2) Speaking of dividends: Target edges slightly higher on light volume after the discount retailer said it expects its annual dividend to reach at least $3 per share by 2017, if it meets its profit goal of $8 per share. Wow! Target currently pays a $1.20 dividend per year, a yield of 2 percent. The retailer said it plans to continue buying back shares under a program authorized in January after recently completing a $10 billion buyback program from 2007. The company expects to complete January’s $5 billion buyback within two to three years.
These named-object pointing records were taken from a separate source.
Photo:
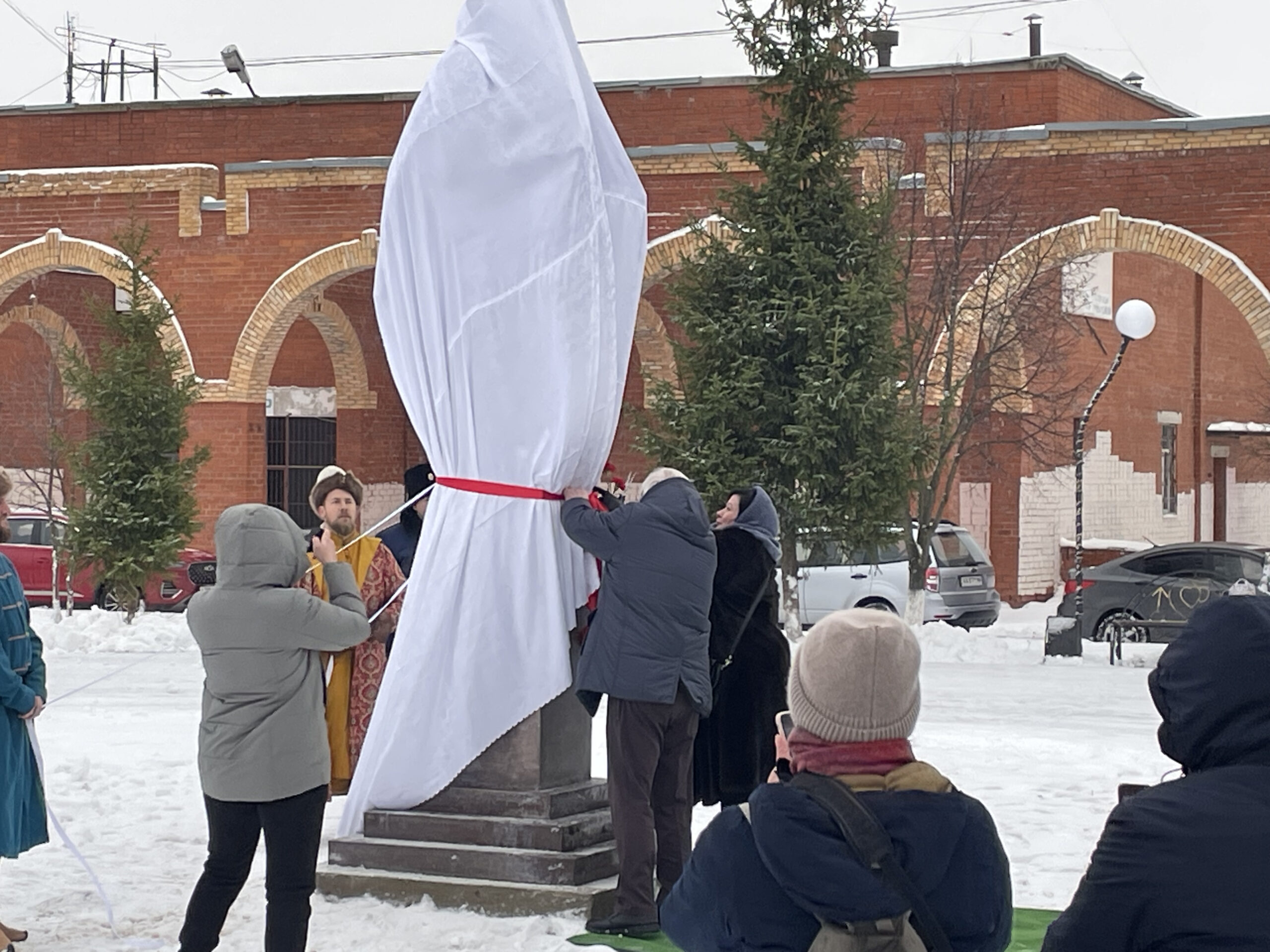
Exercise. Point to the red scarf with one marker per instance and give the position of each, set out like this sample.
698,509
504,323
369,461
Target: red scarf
873,757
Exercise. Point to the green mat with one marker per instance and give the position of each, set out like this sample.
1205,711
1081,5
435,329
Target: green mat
1029,931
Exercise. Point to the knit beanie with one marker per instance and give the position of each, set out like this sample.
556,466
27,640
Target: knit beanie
855,678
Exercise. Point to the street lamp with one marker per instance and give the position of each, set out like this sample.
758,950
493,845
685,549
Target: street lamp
233,60
1135,320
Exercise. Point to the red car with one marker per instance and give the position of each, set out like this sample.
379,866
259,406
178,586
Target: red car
31,550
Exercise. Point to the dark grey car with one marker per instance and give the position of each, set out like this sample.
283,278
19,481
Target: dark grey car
1164,584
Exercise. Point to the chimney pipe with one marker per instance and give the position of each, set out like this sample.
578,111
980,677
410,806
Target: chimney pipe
883,42
1034,35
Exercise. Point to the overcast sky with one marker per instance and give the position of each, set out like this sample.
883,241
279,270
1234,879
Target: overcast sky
1208,58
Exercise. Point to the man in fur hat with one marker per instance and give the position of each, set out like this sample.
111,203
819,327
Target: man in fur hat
356,674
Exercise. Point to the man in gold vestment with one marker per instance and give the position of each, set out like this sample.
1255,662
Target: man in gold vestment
355,674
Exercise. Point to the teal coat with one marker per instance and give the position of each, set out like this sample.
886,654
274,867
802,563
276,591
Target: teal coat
22,678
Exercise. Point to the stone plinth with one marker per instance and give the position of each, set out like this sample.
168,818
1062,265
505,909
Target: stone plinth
522,831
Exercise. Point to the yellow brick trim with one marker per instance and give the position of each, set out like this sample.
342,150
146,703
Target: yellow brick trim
299,294
239,184
191,182
55,250
58,334
668,253
1107,232
876,166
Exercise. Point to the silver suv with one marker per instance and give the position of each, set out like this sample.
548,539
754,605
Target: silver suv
960,583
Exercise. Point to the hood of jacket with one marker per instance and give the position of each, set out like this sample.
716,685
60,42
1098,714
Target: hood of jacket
683,511
806,852
1210,687
258,547
760,520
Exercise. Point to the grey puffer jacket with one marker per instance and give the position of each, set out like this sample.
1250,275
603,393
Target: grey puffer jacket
263,735
652,627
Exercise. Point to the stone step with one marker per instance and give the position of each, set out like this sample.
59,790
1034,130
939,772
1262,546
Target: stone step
488,896
563,835
475,862
549,804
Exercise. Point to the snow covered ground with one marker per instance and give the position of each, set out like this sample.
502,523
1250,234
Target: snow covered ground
1043,746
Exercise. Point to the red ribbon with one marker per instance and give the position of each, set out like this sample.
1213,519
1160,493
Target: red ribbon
496,489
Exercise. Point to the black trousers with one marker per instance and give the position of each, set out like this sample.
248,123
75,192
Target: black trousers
293,835
651,794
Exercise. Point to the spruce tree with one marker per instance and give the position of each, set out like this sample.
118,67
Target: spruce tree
789,377
136,506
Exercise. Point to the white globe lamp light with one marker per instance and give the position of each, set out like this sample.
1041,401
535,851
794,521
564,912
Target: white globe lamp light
1136,319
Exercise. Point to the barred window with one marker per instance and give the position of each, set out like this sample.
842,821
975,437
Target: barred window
298,448
1169,468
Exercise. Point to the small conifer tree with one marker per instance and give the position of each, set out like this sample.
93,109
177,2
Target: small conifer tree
136,506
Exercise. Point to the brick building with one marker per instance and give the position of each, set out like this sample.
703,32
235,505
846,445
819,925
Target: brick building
266,214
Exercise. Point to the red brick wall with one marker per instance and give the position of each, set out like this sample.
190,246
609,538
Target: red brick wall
235,434
304,359
31,399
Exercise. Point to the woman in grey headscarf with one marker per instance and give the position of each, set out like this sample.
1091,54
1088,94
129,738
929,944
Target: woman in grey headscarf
749,652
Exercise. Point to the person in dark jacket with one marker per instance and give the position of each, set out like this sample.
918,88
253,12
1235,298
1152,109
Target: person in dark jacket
403,538
648,649
734,751
1185,866
769,874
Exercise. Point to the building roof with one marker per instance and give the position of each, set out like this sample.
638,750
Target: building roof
1019,65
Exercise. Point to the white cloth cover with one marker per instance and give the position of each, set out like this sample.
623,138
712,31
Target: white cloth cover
508,278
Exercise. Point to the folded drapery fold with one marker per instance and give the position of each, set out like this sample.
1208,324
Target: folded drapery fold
508,277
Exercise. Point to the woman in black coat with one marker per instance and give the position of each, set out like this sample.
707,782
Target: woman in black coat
734,748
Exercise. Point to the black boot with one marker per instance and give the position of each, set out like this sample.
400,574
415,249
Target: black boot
624,924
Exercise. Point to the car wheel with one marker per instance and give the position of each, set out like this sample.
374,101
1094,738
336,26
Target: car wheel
1104,631
107,602
878,603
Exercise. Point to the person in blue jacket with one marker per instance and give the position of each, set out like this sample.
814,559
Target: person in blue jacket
1185,866
769,874
403,538
22,699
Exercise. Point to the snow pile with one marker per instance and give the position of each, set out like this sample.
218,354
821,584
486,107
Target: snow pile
96,631
945,644
1019,638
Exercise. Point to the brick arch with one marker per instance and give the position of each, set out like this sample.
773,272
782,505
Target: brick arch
53,328
55,250
667,254
299,294
1112,232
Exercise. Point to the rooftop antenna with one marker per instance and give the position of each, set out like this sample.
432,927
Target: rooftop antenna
1034,35
101,71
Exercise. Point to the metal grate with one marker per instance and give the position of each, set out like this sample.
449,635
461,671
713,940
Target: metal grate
298,448
202,573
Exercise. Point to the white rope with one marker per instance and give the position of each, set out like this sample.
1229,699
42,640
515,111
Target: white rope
70,844
381,524
98,681
384,607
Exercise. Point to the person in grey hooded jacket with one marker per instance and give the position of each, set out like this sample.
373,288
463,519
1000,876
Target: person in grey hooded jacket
648,649
263,757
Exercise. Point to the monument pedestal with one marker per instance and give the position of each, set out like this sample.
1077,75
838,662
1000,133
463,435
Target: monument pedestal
522,831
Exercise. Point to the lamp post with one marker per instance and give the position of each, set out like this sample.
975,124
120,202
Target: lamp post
1135,320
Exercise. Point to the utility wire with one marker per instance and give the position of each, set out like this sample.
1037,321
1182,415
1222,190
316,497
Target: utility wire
968,9
36,27
978,9
42,85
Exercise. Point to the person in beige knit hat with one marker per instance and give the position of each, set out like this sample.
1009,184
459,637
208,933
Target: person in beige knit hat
772,873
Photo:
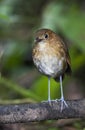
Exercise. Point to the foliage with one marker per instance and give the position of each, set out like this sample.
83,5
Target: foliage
18,22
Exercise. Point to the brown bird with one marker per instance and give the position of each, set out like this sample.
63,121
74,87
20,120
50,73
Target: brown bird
51,57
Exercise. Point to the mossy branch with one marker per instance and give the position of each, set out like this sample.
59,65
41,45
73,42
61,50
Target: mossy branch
23,113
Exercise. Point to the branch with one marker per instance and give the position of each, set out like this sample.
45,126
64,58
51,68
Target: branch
24,113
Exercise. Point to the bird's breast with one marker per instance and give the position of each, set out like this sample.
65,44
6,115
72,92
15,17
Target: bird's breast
47,62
3) China: Bad news is good news. Home price reports in China indicate that the Chinese government's effort to cool off the housing market has been working — prices were weakest in over a year in a survey of 70 cities, but the government has not been tracking city price movements for a very long period of time. China has raised downpayment requirements and mortgage rates in an effort to cool off the housing market. Bulls again argued this increased the chances the government would continue to lower reserve requirements for banks, increasing money available to lend.
4) United Parcel Service shares rise 1.4 percent pre-market after Dutch peer TNT accepted the package delivery company’s takeover offer for $6.85 billion. The deal will make UPS the biggest package shipper in Europe, boosting UPS’s global sales to more than $59 billion. UPS’s offer of 9.50 euros per share represents a premium of nearly 54 percent.
5) LDK Solar falls 2 percent on light volume pre-open after the Chinese solar company lowered the top end of its fourth-quarter revenue outlook and said gross margins would be hurt by decreasing market prices for wafers and modules. LDK revised its revenue guidance to between $440 and $450 million, a smaller range than the previous forecast of between $440 and $520 million.